Down-to-earth, honest, approachable, Bardsley is one of the few professional footballers who appears to have changed little from the day he made his professional debut in December 2003.
He remains as committed and driven as ever, as underlined by his refusal to accept that his Sunderland career was over, even when he started just two of the final 16 games last season.
He continues to offer valuable versatility to the Black Cats defence, and will appear at left-back this afternoon, even though he has spent the majority of his career on the opposite flank.
And even though he has spent the last two-and-a-half seasons on Wearside, he remains as committed a Manchester United supporter as ever. You can take the boy out of Salford, but it appears to be considerably tougher to take Salford out of the boy.
"I lived on Littleton Road, which was right next door to the training ground," said Bardsley. "In the summer holidays, I would spend all my time standing outside trying to get autographs.
"I don't think you can watch training now, but at that time they were training just over the way so I could see who I wanted to.
"When I was in primary school, (Peter) Schmeichel and (Eric) Cantona were the big stars, while the (David) Beckhams and (Paul) Scholes were just coming through. It was amazing just to stand and watch them play.
"I still go to an odd game now, and if I wasn't playing, I would go with my mates to the away games, have a laugh, that sort of thing. I went to the Rangers match (in the Champions League) with my mates and sat in the stands.
"Some of my mates follow United everywhere, there's one of them, from Salford, who spends all of his wages following the club, never goes out boozing or anything like that.
"All the lads prefer the away games, maybe getting away from the missus for a few hours and having a bit of a gargle. It's not a bad way of spending a Saturday afternoon is it, watching Man U"
But what about playing against them when you're such a lifelong fan
"You just have to leave the scarf on the sidelines for 90 minutes," joked Bardsley. "It could be tough, but I have to look after myself and what's best for Sunderland FC.

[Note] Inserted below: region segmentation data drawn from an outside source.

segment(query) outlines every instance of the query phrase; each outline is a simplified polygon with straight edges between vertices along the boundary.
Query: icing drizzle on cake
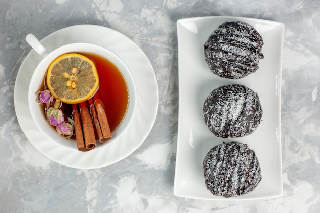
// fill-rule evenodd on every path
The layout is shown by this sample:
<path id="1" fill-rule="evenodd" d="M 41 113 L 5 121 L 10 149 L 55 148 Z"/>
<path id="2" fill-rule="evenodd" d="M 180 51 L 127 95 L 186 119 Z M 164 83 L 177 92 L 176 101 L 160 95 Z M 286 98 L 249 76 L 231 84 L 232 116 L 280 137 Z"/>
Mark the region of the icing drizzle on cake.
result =
<path id="1" fill-rule="evenodd" d="M 203 160 L 203 169 L 207 188 L 212 194 L 226 198 L 249 193 L 261 180 L 254 151 L 240 142 L 213 147 Z"/>
<path id="2" fill-rule="evenodd" d="M 217 137 L 244 137 L 260 123 L 262 109 L 258 94 L 241 84 L 222 86 L 212 91 L 203 105 L 204 121 Z"/>
<path id="3" fill-rule="evenodd" d="M 204 44 L 205 61 L 220 77 L 243 78 L 258 69 L 263 45 L 262 36 L 252 25 L 226 22 L 213 31 Z"/>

"And I honestly think we can beat them. I just think as a club, the way we are playing, we are going into every game really believing we can get a result. United is no different."
Bardsley made 18 senior appearances at Old Trafford, but after a series of loan spells at the likes of Royal Antwerp, Rangers and Aston Villa, he was eventually told to seek alternative employment in 2008. Having first joined United's youth set up at the age of nine, wasn't the rejection akin to being spurned by a member of the family
"It was tough," said the defender, whose current Sunderland contract is due to expire at the end of the season. "I'd grown up there, lived there, breathed it, drank it. It was difficult for me.

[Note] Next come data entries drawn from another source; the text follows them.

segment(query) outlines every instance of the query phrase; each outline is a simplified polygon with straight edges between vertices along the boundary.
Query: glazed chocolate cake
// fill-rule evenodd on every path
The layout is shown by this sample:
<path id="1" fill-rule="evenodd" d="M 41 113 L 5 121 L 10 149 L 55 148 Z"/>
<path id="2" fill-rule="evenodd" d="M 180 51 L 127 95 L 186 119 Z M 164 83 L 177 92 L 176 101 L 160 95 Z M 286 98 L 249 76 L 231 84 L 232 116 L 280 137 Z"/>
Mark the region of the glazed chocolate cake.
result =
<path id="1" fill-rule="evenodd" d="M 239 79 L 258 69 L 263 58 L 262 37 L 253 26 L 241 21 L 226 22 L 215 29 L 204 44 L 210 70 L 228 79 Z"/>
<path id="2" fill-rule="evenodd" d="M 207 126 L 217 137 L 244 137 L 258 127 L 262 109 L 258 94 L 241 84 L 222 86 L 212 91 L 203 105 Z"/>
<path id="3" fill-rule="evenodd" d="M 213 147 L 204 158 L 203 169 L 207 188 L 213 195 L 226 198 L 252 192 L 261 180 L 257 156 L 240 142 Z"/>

"But it was time to move on and play some football. I've been at Sunderland three years now and loved every minute.
"I was 21 when I left Man U and this was a great club to come to. It was okay when you were training every day (at Man United) and learning from the best, but it's no good if you're not playing games. Sunderland have given me the chance to do that and I'll always be grateful."
Just don't ask him to sit in the home end at the Stadium of Light when this afternoon's fixture is reprised once he retires.